Seems like a good time to do another season status check. In what is reflective of the sad state of the Eastern Conference, the Bulls are actually a half-game closer to the playoffs then they were about a month ago, at 2 games behind the Sixers. The Sixers are one of a few teams that I think are no good, a list that includes New Jersey and Washington. and maybe Milwaukee.
And the Bulls too. They're simply not that good. But this season was saved in my eyes by seeing Tyson Chandler return to form. This month Tyson has averaged 6.3pts (on 63% shooting) and 12.7 rebounds in 34 minutes. Getting the old Tyson back was the bare minimum of this road trip, and at least means that the Bulls are at least at a level similar to last season.

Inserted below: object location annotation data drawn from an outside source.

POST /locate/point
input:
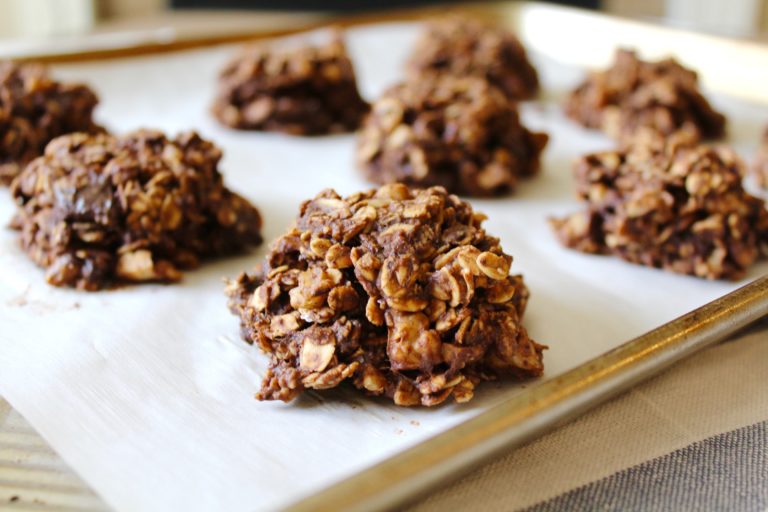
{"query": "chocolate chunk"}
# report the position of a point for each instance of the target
(301, 90)
(459, 133)
(669, 203)
(465, 47)
(399, 291)
(95, 210)
(34, 109)
(633, 94)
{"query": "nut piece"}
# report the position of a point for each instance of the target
(634, 95)
(301, 89)
(399, 291)
(36, 109)
(672, 204)
(99, 209)
(315, 358)
(460, 133)
(466, 47)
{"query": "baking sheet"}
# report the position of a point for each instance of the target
(147, 391)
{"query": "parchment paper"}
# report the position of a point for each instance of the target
(147, 391)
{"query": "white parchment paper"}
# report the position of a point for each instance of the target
(147, 391)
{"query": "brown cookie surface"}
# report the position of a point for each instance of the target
(466, 47)
(301, 89)
(633, 94)
(399, 291)
(668, 203)
(459, 133)
(35, 108)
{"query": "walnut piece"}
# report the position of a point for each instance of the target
(467, 47)
(98, 209)
(458, 133)
(34, 109)
(301, 90)
(420, 309)
(670, 203)
(760, 167)
(633, 94)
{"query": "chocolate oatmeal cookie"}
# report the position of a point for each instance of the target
(634, 94)
(301, 90)
(459, 133)
(668, 203)
(399, 291)
(34, 108)
(466, 47)
(98, 210)
(760, 168)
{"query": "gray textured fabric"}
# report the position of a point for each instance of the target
(725, 472)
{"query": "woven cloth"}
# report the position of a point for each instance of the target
(694, 438)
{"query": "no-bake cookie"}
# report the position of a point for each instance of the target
(98, 210)
(466, 47)
(672, 204)
(459, 133)
(398, 291)
(299, 88)
(634, 94)
(760, 167)
(35, 108)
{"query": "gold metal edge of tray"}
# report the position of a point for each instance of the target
(733, 67)
(540, 408)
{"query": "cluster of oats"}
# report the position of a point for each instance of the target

Is the quest for the right to get pounded by Detroit or Miami that important? I still think it is. Playoff-beatdown or not, the season could be viewed as a success if they turn it around and make the top 8. In my mind it'd make the atmosphere of hard work and discipline set forth by the organization easier to take by the players if they know they can get to the playoffs by doing so. Let the Knicks hold their place at the lottery table, there's no reason to get an extra ping-pong ball or two.

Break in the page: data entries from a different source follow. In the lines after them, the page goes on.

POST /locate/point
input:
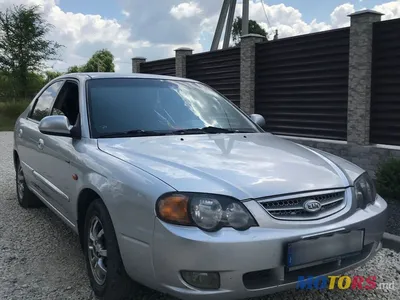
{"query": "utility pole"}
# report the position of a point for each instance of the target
(229, 6)
(245, 17)
(229, 22)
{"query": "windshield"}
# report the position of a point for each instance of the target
(129, 105)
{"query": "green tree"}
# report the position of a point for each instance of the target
(101, 61)
(254, 28)
(24, 46)
(74, 69)
(50, 75)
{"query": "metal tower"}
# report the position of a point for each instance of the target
(229, 6)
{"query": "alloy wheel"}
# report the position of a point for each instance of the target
(97, 251)
(20, 183)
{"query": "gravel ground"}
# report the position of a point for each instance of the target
(40, 257)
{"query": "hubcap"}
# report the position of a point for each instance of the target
(97, 251)
(20, 183)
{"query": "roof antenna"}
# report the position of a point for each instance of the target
(276, 36)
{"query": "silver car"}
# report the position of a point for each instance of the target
(170, 185)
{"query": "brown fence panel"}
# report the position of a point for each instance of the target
(302, 84)
(219, 69)
(385, 98)
(159, 67)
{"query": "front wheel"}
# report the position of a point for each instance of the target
(107, 274)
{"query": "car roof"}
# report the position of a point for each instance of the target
(90, 75)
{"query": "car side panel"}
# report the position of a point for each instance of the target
(129, 194)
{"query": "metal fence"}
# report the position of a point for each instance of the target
(219, 69)
(385, 98)
(160, 67)
(302, 84)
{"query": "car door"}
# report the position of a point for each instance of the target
(60, 152)
(31, 141)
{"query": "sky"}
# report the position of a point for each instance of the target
(154, 28)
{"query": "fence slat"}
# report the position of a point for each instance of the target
(302, 84)
(219, 69)
(385, 97)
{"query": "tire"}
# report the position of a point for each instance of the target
(115, 284)
(26, 198)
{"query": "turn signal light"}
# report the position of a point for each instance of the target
(174, 209)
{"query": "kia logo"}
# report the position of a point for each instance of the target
(312, 205)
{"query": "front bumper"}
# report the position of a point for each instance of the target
(258, 252)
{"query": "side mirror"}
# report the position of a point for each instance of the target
(258, 119)
(57, 125)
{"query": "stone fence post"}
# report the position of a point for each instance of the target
(180, 61)
(136, 62)
(248, 70)
(360, 69)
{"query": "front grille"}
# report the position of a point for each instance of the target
(292, 207)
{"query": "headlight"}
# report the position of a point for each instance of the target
(206, 211)
(365, 190)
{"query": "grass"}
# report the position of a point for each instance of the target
(9, 112)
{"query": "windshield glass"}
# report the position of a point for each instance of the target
(125, 105)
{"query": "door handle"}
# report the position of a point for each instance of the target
(40, 144)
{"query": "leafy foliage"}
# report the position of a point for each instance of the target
(254, 28)
(50, 75)
(74, 69)
(24, 47)
(101, 61)
(388, 179)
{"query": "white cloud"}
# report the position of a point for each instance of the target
(163, 26)
(288, 20)
(390, 10)
(339, 16)
(185, 10)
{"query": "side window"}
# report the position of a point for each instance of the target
(43, 104)
(67, 102)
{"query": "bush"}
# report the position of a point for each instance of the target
(388, 179)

But it's not just winning games, the core had to show improvement. Ben Gordon had a well-publicized 3 straight 30-point games, but then followed it up with outputs of 4 and 11, so I wouldn't say he's turned the corner just yet. Deng's also been up-and-down lately. But another benefit of striving for the playoffs this season is that to do so, that means those two (and others) will be playing well. Otherwise it won't happen anyway.

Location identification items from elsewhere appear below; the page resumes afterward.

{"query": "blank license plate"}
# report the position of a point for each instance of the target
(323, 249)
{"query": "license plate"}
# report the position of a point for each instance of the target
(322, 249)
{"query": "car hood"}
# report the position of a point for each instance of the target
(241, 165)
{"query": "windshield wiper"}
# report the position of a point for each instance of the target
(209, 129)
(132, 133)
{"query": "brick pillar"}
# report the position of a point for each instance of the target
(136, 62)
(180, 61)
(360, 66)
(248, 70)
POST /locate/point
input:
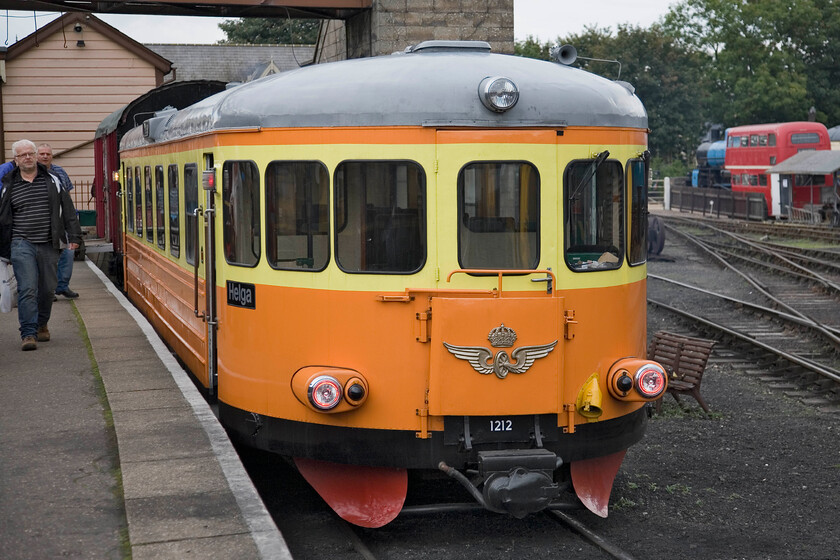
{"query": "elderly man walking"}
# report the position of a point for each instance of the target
(65, 261)
(36, 216)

But with the trading deadline approaching (I have an advent-style calendar that counts down to that special day) the temptation is out there to make a move to solidify the playoff push. Can it be done without giving up their flexibility this summer?
I think the idea of getting the coveted superstar before the deadline is far-fetched, there doesn't seem to be the A-list talent available, only pretenders like Steve Francis. There is the idea of filling in some minor pieces (like the rumors involving Drew Gooden), but even by getting players who may help beyond this season, in trading for those players they could still be giving up valuable assets. Those draft picks will look very nice to opposing GMs when the lottery drawing gets closer, and the NCAA hype machine will tout the ability of future stars in this draft pool (it's started already!). Take that top-5 Knicks pick, and coupled with one of their young stars it may take an extra throw-in like a Duhon or Sweetney for the Bulls to assemble a blockbuster-worthy trade package.
So unless John Paxson is blown away, or can make improvements while still keeping an eye to the summer, I'm all for standing pat. By then we'll know a lot more about the talent the Bulls have, who's worth keeping and who can be expendable. They're close enough to the playoffs to use these final 30 games to determine what this core of players really can bring. Will it take just a couple minor moves via draft and free agency to supplement what's already there? Maybe see a team of above-average complementary parts in the style of what Joe Dumars has built in Detroit? Or will Pax play his hand and trade up for the superstar he's been looking for?